Effective communication of exploratory results

BUS 320

Outline

Steps in data analysis

Load the packages

library(tidyverse)
library(skimr)
library(scales) 
library(plotly)
theme_set(theme_minimal()) #set theme for all plots 

Read the dataset

life_expectancy  <- read_csv("https://bus320-quarto.netlify.app/data/life-expectancy.csv")

Glimpse the data

glimpse(life_expectancy)
Rows: 20,449
Columns: 4
$ Entity                                  <chr> "Afghanistan", "Afghanistan", …
$ Code                                    <chr> "AFG", "AFG", "AFG", "AFG", "A…
$ Year                                    <dbl> 1950, 1951, 1952, 1953, 1954, …
$ `Life expectancy at birth (historical)` <dbl> 27.7, 28.0, 28.4, 28.9, 29.2, …
  • How many rows does life_expectancy have?

Check for missing values

  • Which variable has missing values? How many?
skim(life_expectancy)
Data summary
Name life_expectancy
Number of rows 20449
Number of columns 4
_______________________
Column type frequency:
character 2
numeric 2
________________________
Group variables None

Variable type: character

skim_variable n_missing complete_rate min max empty n_unique whitespace
Entity 0 1.00 4 59 0 256 0
Code 1390 0.93 3 8 0 237 0

Variable type: numeric

skim_variable n_missing complete_rate mean sd p0 p25 p50 p75 p100 hist
Year 0 1 1976.53 37.74 1543 1962.0 1982.0 2002 2021.0 ▁▁▁▁▇
Life expectancy at birth (historical) 0 1 61.78 12.94 12 52.5 64.3 72 86.5 ▁▂▅▇▅

Your turn

  • eliminate the rows that have a missing code

  • save the output to life_no_missing

  • glimpse life_no_missing

  • how many rows are left?

Count obs for each Entity

  • Do Entity’s have different numbers of observations?
life_no_missing  |> 
  count(Entity)

Randomly select 6 entities to analyze

  • use set.seed() so your results will be replicable

  • save to entities

set.seed(3206) 

entities  <- life_no_missing  |> 
  count(Entity) |> 
  slice_sample(n=6)  |>
  pull(Entity)

Display entities

entities
[1] "Vatican"     "Isle of Man" "Togo"        "Serbia"      "Samoa"      
[6] "Norway"     

Prepare data for plotting

  • extract only the rows for the 6 entities

  • rename the last column to expectancy

  • drop the variable Code

  • save to object life_df

life_df  <- life_no_missing  |> 
  filter(Entity %in% entities)   |> 
  rename(expectancy = 4)  |> 
  select(-Code)  

glimpse life_df

glimpse(life_df)
Rows: 536
Columns: 3
$ Entity     <chr> "Isle of Man", "Isle of Man", "Isle of Man", "Isle of Man",…
$ Year       <dbl> 1950, 1951, 1952, 1953, 1954, 1955, 1956, 1957, 1958, 1959,…
$ expectancy <dbl> 61.4, 62.3, 64.0, 64.9, 64.6, 65.3, 64.9, 65.0, 65.0, 65.5,…

Find the min and max year

  • for your entities find the min and max year
life_df  |> summarize(min(Year), max(Year))

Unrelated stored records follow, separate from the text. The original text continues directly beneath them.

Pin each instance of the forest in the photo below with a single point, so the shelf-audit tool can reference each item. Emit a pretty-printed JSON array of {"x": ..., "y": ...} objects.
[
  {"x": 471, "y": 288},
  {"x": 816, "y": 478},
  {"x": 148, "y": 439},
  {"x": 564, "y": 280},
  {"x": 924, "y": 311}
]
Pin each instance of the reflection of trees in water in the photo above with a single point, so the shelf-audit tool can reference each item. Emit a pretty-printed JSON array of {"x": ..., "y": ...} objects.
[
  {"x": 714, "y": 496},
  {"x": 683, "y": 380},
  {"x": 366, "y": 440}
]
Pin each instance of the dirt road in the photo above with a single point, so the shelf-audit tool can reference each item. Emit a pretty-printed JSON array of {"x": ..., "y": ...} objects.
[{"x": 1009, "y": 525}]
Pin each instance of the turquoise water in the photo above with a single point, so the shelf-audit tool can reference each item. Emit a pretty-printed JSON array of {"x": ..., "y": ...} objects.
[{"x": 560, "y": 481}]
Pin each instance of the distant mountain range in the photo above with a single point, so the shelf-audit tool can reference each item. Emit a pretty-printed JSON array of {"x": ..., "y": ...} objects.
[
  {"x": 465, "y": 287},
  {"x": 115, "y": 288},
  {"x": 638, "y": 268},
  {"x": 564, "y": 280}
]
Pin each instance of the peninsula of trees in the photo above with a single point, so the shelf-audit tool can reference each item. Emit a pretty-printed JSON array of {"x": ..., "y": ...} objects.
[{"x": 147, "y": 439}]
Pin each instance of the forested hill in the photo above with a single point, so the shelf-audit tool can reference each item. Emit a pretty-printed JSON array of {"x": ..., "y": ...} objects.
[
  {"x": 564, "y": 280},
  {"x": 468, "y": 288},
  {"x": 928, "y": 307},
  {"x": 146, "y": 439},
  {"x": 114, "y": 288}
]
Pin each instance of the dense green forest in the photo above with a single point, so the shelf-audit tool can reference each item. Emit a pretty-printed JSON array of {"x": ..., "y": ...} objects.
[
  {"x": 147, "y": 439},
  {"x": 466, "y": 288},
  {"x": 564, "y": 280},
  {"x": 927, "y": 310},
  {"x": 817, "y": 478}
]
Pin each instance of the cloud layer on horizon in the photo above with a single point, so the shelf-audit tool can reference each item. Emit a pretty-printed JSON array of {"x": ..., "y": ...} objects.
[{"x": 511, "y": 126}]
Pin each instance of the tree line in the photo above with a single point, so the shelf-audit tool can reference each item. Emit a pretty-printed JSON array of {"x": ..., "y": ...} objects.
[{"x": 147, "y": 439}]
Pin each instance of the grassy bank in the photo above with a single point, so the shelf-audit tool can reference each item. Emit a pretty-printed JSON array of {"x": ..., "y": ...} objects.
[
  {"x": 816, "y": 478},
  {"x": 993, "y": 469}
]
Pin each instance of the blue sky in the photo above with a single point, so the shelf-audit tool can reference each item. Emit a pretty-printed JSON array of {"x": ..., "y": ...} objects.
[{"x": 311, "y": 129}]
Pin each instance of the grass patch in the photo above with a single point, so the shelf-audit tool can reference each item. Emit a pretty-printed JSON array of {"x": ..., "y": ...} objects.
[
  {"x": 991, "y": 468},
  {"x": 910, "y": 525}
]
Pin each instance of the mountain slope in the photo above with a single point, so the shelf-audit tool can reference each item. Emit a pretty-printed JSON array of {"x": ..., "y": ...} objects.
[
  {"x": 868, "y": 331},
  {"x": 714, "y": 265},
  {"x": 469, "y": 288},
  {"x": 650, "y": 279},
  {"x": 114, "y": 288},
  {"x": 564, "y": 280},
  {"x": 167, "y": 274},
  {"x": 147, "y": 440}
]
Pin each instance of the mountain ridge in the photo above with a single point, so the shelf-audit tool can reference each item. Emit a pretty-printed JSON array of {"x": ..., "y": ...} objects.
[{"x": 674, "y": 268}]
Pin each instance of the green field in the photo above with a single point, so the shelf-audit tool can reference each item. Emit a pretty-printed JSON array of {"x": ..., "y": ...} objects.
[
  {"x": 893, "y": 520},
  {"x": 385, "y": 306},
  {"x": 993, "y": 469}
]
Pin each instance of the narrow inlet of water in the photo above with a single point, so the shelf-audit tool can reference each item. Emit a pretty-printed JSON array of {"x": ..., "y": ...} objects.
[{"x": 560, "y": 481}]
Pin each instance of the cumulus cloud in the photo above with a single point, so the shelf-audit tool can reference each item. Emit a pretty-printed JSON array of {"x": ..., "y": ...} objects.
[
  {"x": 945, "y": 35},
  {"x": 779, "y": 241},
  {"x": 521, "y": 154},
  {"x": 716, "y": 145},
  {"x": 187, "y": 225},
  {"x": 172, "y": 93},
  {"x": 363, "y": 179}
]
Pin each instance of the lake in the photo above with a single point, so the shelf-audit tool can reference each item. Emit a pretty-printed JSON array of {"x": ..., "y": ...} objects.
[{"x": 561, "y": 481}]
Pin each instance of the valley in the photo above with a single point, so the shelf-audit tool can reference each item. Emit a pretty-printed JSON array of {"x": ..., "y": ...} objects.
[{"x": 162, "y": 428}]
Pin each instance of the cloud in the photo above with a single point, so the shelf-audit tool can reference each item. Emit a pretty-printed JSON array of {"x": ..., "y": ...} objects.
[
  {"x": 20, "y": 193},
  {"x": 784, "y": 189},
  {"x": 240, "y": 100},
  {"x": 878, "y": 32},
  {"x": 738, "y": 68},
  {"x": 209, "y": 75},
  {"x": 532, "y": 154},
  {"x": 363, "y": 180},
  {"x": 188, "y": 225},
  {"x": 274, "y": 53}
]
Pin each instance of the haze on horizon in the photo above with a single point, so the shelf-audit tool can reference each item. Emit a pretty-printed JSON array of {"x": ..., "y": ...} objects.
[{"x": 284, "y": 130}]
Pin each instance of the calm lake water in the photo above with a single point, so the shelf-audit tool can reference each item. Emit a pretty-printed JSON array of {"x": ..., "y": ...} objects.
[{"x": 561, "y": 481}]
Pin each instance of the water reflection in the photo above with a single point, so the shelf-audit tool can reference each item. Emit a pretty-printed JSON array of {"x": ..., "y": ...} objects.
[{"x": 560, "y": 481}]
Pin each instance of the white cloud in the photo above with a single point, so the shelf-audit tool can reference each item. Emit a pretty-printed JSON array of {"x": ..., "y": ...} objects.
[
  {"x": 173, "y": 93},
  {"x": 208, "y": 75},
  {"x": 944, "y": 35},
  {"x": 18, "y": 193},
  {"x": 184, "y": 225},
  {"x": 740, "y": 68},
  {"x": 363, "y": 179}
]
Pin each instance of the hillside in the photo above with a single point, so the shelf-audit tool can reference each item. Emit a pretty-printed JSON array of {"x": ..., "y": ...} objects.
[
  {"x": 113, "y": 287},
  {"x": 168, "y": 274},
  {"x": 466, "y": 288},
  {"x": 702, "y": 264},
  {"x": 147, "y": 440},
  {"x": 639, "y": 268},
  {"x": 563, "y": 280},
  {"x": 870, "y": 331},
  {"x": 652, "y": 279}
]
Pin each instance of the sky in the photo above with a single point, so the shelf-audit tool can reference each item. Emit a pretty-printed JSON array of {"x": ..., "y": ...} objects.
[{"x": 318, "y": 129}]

Plot Year vs expectancy for each entity

  • use ggplot2 to create a line plot for each entity with Year on the x-axis and expectancy on the y-axis

  • add points to the plot

  • format the y-axis to display the values with the suffix “years”

  • add a title, “Life Expectancy, 1876 to 2021”, min year to max year

  • change the color using scale_color_

    • look at the help for ?scale_color_viridis_d` to see how to change the color palette

life_df |>
  ggplot(aes(x = Year, y = expectancy, color = Entity)) +
  geom_line() +
  geom_point()+
  scale_y_continuous(labels = number_format(suffix = " years")) +
  labs(x = NULL, y = NULL, color = NULL, title = "Life Expectancy, 1876 to 2021", caption = "Source Our World in Data (https://ourworldindata.org/life-expectancy)") +
  scale_color_viridis_d(option = "plasma", begin = 0, end = 0.8)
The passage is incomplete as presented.